This paper uses a feminist approach to the Dansaekhwa (Korean monochrome painting)movement of the 1970s. Conceived as a “Korean modernism,” the Dansaekhwa movement was the artistic equivalent to the nationalism that was widespread in society at the time. A result of the intersection between traditional art and its philosophy and modern art with its theory, Dansaekhwa was regarded as art that was both “Korean” and “modern”,thereby becoming an appropriate symbol of the “new nationalism” that was needed in the 1970s. Dansaekhwa became a tool for identity politics in the third world, which oscillated between matching current international trends and manifesting its own national differences.
This is nothing other than “masculine politics”, with two aims: externally, it sets out to secure its position by going along with mainstream art movements, and internally it seeks to form another mainstream group through mutual identification. Masculine politics of this kind is revealed not only through the aesthetics of . Dansaekhwa, but also through its movement.
The Dansaekhwa movement is a process of preserving and expanding its paternal genealogy. Its context was created by the Korea–Japan relationship that developed around two male artists, Park, Seobo and Lee, Ufan. Their encounter in 1968 provided an opportunity for Lee’s theory of Mono-ha in Japan to influence Korean artists and to be expanded and applied as the theory of Dansaekhwa. After Park and Lee’s first monochrome painting exhibitions, which took place in Japan and Korea almost simultaneously in 1973, monochrome painting emerged in the Korean art field and positioned itself as an prominent trend of the 1970s, particularly following the exhibition titled Five Korean Artists Five Hinsek <White>(1975) and other exhibitions of Korean modern artists that were held in Japan. In this process, what arose from Korean modern art at the time was the common denominator of “white,” whose background can be traced to Yanagi, Muneyoshi (1889–1961) who, during the Japanese colonial period, discovered Korean aesthetics in white colored clothing and ceramic wares. Both Dansaekhwa movement and its aesthetics were largely constructed by Japan, or by recognition in Japan.
On the other hand, monochrome artists’ activities in Korea further consolidated the paternal genealogy of monochrome painting. In particular, Independent, an exhibition that began in 1972; the Seoul Contemporary Art Festival, which was founded that same year and mounted its inaugural show in 1975; and the Ecole de Seoul exhibition, which was founded in 1975, supported these artists’ activities. The head of these open art exhibitions was Park, who served in a top position at the Korean Fine Arts Association, and the main constituent of these exhibitions was their school connections with Hong-ik University.

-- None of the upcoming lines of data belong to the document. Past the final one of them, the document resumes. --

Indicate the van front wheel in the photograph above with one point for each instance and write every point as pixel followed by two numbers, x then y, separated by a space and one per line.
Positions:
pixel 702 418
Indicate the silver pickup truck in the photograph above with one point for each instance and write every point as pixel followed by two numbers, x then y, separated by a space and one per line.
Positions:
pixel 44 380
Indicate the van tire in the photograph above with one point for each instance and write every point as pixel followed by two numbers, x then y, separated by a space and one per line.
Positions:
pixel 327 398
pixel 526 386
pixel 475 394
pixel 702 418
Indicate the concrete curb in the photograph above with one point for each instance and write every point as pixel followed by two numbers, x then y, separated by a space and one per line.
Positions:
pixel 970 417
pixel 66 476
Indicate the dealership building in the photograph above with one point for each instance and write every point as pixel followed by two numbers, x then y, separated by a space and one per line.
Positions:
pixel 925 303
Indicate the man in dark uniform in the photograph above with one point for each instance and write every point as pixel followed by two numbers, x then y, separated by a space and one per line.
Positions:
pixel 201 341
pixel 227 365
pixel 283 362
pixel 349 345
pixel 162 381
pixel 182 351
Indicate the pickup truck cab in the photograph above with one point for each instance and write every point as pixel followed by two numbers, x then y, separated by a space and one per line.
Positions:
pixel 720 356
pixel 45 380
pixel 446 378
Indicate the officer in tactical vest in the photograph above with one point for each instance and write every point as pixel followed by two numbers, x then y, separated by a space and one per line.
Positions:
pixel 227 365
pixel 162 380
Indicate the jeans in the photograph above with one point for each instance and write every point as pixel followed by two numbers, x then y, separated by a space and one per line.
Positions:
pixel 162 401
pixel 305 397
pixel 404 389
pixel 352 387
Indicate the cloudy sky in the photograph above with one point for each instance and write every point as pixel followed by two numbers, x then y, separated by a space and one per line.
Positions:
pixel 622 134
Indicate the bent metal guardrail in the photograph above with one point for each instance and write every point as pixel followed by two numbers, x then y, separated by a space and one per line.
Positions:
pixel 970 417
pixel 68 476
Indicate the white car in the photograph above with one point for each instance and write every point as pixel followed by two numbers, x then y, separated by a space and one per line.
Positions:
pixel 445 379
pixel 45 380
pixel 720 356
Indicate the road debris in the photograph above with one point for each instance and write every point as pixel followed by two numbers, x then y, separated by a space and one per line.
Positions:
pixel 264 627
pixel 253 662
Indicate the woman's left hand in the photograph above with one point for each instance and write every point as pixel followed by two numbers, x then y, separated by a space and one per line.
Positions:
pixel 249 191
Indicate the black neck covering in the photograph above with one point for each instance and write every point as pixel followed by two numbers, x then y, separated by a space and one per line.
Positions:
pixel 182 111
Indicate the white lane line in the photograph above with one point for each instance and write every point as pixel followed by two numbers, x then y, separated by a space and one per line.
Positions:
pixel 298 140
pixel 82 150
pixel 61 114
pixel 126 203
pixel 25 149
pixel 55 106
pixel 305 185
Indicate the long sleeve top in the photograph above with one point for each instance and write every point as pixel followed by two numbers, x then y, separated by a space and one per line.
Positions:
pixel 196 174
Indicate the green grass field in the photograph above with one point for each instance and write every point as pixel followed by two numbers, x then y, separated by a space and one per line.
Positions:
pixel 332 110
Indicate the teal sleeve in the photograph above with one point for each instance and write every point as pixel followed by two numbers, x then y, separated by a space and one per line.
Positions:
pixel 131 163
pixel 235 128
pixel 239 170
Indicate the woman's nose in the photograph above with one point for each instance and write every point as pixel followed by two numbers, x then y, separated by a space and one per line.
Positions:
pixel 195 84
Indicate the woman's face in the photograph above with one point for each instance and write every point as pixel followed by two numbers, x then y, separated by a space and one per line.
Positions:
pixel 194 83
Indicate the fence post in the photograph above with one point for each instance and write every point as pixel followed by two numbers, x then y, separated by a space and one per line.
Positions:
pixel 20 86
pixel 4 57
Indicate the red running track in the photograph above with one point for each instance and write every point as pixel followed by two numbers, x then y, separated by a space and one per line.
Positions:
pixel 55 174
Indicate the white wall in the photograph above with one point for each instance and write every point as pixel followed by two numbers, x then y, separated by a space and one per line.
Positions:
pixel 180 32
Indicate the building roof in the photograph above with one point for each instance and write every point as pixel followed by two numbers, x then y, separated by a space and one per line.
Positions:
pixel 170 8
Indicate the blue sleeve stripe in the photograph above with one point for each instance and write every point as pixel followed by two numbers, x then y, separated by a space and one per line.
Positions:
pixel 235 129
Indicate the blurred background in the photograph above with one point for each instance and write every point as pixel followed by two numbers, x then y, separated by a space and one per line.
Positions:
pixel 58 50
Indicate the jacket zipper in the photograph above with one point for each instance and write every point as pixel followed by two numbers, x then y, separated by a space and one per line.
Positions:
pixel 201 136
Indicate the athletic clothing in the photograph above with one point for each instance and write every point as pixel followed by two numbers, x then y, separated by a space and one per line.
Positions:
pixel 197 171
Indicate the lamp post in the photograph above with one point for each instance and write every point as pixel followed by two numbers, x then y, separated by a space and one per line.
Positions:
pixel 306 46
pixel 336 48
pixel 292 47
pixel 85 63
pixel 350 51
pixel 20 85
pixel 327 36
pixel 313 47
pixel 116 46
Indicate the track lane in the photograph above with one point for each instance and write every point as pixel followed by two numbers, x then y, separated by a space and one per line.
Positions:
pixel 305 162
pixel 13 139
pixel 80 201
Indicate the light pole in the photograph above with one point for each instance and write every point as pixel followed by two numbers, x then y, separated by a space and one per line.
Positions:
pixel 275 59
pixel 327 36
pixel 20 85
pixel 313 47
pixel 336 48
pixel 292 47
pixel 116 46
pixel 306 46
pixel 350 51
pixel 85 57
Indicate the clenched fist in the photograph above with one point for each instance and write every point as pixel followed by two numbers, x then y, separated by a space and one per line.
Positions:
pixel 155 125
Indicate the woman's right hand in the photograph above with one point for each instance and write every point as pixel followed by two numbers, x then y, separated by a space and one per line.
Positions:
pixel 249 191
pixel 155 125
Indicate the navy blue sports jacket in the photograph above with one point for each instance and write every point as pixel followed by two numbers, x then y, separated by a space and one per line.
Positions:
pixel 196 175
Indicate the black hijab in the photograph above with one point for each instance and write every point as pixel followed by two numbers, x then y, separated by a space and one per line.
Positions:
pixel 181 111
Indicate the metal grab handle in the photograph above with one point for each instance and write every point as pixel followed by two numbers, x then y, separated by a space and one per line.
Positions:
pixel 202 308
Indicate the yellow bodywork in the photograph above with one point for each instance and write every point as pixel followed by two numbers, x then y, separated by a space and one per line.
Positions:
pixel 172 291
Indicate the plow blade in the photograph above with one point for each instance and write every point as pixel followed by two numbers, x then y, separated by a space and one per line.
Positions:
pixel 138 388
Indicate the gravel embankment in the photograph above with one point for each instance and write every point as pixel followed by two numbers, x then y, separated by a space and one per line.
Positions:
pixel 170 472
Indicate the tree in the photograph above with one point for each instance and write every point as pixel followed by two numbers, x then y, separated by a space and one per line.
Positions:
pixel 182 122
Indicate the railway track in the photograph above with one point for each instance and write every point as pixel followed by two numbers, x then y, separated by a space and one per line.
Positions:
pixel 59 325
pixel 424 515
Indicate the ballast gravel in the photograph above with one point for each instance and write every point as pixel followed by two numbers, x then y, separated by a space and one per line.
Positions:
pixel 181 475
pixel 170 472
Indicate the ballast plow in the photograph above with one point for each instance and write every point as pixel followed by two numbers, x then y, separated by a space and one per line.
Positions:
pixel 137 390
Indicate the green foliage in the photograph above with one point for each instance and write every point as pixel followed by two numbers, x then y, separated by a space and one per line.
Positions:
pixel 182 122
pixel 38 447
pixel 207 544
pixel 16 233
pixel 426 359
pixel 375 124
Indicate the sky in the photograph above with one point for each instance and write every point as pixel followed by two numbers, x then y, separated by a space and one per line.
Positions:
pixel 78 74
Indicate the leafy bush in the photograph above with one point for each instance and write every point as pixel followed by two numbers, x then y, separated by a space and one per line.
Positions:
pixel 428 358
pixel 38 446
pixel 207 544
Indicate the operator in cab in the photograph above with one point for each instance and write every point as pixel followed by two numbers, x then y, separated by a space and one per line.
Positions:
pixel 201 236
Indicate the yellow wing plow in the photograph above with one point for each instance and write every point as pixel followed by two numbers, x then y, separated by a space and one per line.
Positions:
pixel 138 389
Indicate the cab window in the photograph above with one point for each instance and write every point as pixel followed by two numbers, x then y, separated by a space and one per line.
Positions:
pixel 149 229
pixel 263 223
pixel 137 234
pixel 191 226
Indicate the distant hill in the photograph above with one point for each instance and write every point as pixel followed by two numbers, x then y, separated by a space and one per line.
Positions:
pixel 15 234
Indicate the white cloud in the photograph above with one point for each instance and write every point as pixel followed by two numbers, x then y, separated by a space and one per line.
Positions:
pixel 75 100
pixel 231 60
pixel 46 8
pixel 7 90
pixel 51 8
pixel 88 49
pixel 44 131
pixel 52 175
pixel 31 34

The Dansaekhwa movement was not only founded by biological men, but was also propelled by masculine logic of power, i.e., assimilation and differentiation. Evidently, the exclusion of women and the feminine was a natural sequence. Out of the 24 artists who participated in the inaugural exhibition of Ecole de Seoul, only one artist was a woman;Jin Oksun is the only female artist who continued to be included in the show, and the proportion of women artists in Ecole de Seoul’s history did not exceed one-fifth of the participating artists. In the art world of the 1970s, the place allocated for women was limited to a small number of old masters or established artists who had already secured their positions, while a little attention was given to those artists in group Expression whose methods or styles express women’s “otherness”. During the active years of the Dansaekhwa movement, women were more visible in spaces of distribution rather than creation, settling for the role of helping the male artists that led the movement. In the process of selling and buying artwork that men created and priced, women contributed to men’s economic and artistic success.
In this way, women’s position in society at the time was reflected in the art world. This was due to the paternal geneology upon which the nationalism that propelled the 1970s was built, basically, excludes women. The exclusion of women, however, does not mean that they were absent or that they did not pursue or struggle for the dignity of their country.
A major task of feminism is to highlight this gender bias in the history of nationalism,and this paper is an attempt to do just that. Ultimately, this task entails the deconstruction of existing nationalism—not to deny nation and nationalism, but rather to redefine it as a concept encompassing “others” who has been marginalized. Such a task should include different ways in which to perform nationalism, and this is where the true meaning of feminism can be found. Beyond criticizing nationalism, the point at which feminism can intervene in debates about nationalism should be explored.